Masser v. Foxworthy

281 P. 360 | Colo. | 1929

FOXWORTHY sued Masser, a real estate dealer, and his wife, charging that by reason of false representations he was induced to trade his farm property for a Denver residence owned by them. The lower court found the equities for the plaintiff and ordered the cancellation of Foxworthy's deed to Mrs. Masser and the reconveyance to him of his property therein described. Defendants assign error, contending that the findings of fact and the decree are not supported by the evidence.

The record discloses that Foxworthy owned a homestead of 320 acres in Adams county upon which he had resided for about ten years until he came to Denver because of his health early in June of 1927. He was 65 years old, ignorant, and a chronic asthmatic. He desired to exchange his homestead for income property in Denver. Mrs. Masser was the owner of an old residence at 365 Pearl street, encumbered for $2,500. Foxworthy met Masser through Heath, a real estate dealer in Fort Morgan, and the three visited Masser's property on June 4th, 1927. An inspection of the outside of the residence and garage was made. The inside was not inspected because the tenant was not at home. *315 According to Foxworthy's testimony, representations by the defendant, James B. Masser, were there made that the house was rented for $35 a month; that it was in good condition and newly decorated throughout; that the interior was in need of no repair; that there was a full basement, floor and walls cemented and in good condition; that defendant stated he never disturbed tenants and that he, Foxworthy, did not see the interior of the house until after the contract was signed. The contract in question was signed June 5, 1927, resulting in plaintiff deeding to defendant, Mrs. Masser, his homestead in exchange for the residence at 365 Pearl street, subject to the original $2,500 encumbrance and a second deed of trust for $2,500 given by Foxworthy. Subsequently, upon the investigation of the interior, Foxworthy testified that the roof leaked badly; the walls were wet, paper loose, the upstair rooms all in need of decoration and repair; there was no finished basement; a dirt floor in the cellar; the cellar walls dripped with water and there was a musty smell in the downstairs bedroom.

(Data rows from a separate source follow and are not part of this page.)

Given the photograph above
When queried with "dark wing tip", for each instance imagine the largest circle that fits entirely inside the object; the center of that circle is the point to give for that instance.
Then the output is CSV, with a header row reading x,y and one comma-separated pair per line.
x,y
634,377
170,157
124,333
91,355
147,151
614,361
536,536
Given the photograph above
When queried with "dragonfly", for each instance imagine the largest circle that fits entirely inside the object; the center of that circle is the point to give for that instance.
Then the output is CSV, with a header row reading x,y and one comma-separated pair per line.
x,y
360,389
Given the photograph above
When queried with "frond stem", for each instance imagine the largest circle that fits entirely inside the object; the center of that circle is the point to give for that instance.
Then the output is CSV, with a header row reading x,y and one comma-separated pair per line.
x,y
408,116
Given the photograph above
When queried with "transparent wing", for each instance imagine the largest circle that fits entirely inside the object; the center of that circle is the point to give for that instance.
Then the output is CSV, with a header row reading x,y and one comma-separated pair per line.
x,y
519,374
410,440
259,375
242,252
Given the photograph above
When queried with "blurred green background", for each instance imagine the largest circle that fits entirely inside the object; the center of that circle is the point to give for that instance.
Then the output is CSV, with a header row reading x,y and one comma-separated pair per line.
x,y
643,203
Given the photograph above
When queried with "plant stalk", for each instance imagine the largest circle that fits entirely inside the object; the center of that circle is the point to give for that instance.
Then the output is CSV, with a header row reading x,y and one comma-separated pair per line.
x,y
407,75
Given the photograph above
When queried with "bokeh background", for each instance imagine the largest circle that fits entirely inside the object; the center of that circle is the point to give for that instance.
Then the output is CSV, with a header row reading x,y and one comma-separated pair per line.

Foxworthy immediately demanded a return of his farm. This action was thereupon instituted. Among other charges of fraud alleged, are false representations with reference to the condition of the exterior and the interior of the house. Defendants contend that the plaintiff made a complete independent investigation of the condition of the property and its value, and that they cannot be charged with false representations concerning the interior of the house, the facts concerning which could have been determined from an exterior investigation. Water from the adjoining house drained into an opening in Masser's cellar causing the wet walls. The value of plaintiff's homestead was between two and three thousand dollars. The value of defendant's residence was less than the amount of the two encumbrances aggregating $5,000.

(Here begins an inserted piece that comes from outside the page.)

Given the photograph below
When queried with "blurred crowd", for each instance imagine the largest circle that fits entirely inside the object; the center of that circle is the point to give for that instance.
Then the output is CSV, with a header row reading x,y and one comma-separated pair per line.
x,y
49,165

It is true that defendants' witnesses testified that said *316 property was worth from seven to eight thousand dollars, but this was based entirely upon a contingent possibility that the property might be used as an apartment house site. This is too highly speculative and remote to be entitled to much weight.

The record clearly discloses that the statements and conduct of defendant Masser (his wife is merely a nominal defendant) lulled plaintiff into the belief that the interior of the house was in the good condition represented by Masser. The outward appearances of the house were good. Plaintiff had no reason to suspect that the interior was in a bad condition.

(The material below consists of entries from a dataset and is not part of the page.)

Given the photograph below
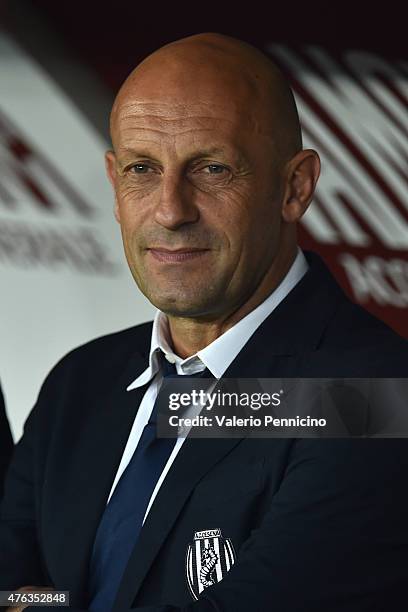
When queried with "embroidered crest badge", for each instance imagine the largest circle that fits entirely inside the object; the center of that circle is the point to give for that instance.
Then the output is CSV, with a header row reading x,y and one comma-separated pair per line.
x,y
209,557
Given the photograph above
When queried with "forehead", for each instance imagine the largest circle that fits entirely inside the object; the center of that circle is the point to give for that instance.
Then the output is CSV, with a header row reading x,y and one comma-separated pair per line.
x,y
176,123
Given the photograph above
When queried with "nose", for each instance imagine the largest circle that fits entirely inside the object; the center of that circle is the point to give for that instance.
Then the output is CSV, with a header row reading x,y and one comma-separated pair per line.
x,y
176,204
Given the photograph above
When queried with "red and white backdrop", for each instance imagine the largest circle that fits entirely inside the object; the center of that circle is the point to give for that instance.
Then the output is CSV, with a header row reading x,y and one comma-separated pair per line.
x,y
63,276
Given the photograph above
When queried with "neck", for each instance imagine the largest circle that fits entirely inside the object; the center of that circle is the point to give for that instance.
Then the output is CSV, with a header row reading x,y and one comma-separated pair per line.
x,y
190,335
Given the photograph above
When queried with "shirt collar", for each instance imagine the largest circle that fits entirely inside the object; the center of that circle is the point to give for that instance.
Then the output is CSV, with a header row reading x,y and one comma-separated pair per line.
x,y
218,355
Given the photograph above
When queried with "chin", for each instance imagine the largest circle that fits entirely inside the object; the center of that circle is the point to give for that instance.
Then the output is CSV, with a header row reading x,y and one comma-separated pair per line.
x,y
181,306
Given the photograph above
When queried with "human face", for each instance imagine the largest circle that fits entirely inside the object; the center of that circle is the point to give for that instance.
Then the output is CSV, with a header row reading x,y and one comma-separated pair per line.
x,y
198,201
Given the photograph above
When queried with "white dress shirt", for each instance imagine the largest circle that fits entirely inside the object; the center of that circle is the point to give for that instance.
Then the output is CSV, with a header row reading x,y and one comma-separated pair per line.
x,y
217,357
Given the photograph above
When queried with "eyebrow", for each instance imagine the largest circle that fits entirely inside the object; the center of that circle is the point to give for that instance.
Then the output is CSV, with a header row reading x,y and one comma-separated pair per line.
x,y
205,152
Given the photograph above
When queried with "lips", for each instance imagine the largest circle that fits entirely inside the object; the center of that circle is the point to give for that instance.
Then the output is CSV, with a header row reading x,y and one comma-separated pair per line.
x,y
176,255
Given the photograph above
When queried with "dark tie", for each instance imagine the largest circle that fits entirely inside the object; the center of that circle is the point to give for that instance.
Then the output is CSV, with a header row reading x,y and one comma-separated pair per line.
x,y
122,519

[1] The effect of defendants' contention is that plaintiff's failure to investigate the condition of the interior of the property precludes him from charging the defendants with false representations concerning the same.

We cannot agree with this contention, under the facts as here presented. Foxworthy was not bound to investigate the condition of the interior. Schtul v. Wilson,83 Colo. 528, 266 Pac. 1112; Colo. Mtg. Co. v. Wilson,83 Colo. 254, 263 Pac. 406; Hanson v. Chamberlin,76 Colo. 562, 564, 233 Pac. 830; Waid v. Hobson,17 Colo. App. 54, 67 Pac. 176; Zang v. Adams, 23 Colo. 408,48 Pac. 509, 58 Am. St. Rep. 249; Colo. Inv. Loan Co. v.Beuchat, 48 Colo. 494, 501, 502, 111 Pac. 61; Carlson v.Akeyson, 65 Colo. 35, 39, 172 Pac. 1058; 26 C. J. 1147.

[2] In Clark v. Giacomini, 85 Colo. 530, 534,277 Pac. 306, we held that, "One who has intentionally perpetrated a fraud should not be heard to say that greater vigilance upon the part of the one defrauded would have avoided it."

The record discloses ample evidence upon which the findings of the lower court can and should be upheld. By the transfer, defendant obtained something for nothing and plaintiff lost his ranch and obtained nothing in return and assumed an obligation to pay a deficiency judgment.

Under the facts in evidence, the perpetrator of such *317 an unconscionable transfer cannot be heard to claim that the equities are in his favor.

Judgment is accordingly affirmed.

MR. CHIEF JUSTICE WHITFORD, MR. JUSTICE BUTLER and MR. JUSTICE BURKE concur.